When using a relational database, normalization can help keep the data free of errors and can also help ensure that the size of the database doesn't grow large with duplicated data. At the same time, some types of operations can be slower in a normalized environment. So, when should you normalize and when is it better to proceed without normalization?
What Is Normalization?
Database normalization is the process of organizing data within a database in the most efficient manner possible. For example, you likely do not want a username stored in several different tables within your database when you could store it in a single location and point to that user via an ID instead.
By keeping the unchanging user ID in the various tables that need the user, you can always point it back to the appropriate table to get the current username, which is stored in only a single location. Any updates to the username occur only in that place, making the data more reliable.
An example of using the first normal form. Source: ChatterBox's .NET.
What Is Good About Database Normalization?
A normalized database is advantageous when operations will be write-intensive or when ACID compliance is required. Some advantages include:
- Updates run quickly due to no data being duplicated in multiple locations.
- Inserts run quickly since there is only a single insertion point for a piece of data and no duplication is required.
- Tables are typically smaller than the tables found in non-normalized databases. This usually allows the tables to fit into the buffer, thus offering faster performance.
- Data integrity and consistency is an absolute must if the database must be ACID compliant. A normalized database helps immensely with such an undertaking.
What Are the Drawbacks of Database Normalization?

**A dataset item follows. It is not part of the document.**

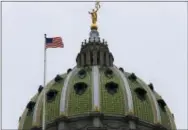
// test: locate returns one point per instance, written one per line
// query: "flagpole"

A normalized database is not as advantageous under conditions where an application is read-intensive. Here are some of the disadvantages of normalization:
- Since data is not duplicated, table joins are required. This makes queries more complicated, and thus read times are slower.
- Since joins are required, indexing does not work as efficiently. Again, this makes read times slower because the joins don't typically work well with indexing.
What If the Application Is Read-Intensive and Write-Intensive?
In some cases, it isn't as clear that one strategy should be used over the other. Obviously, some applications really need both normalized and non-normalized data to work as efficiently as possible.
In such cases, companies will often use more than one database: a relational data such as MySQL for ACID compliant and write-intensive operations and a NoSQL database such as MongoDB for read-intensive operations on data where duplication is not as big of an issue.
What NoSQL and SQL databases do well. Source: SlideShare.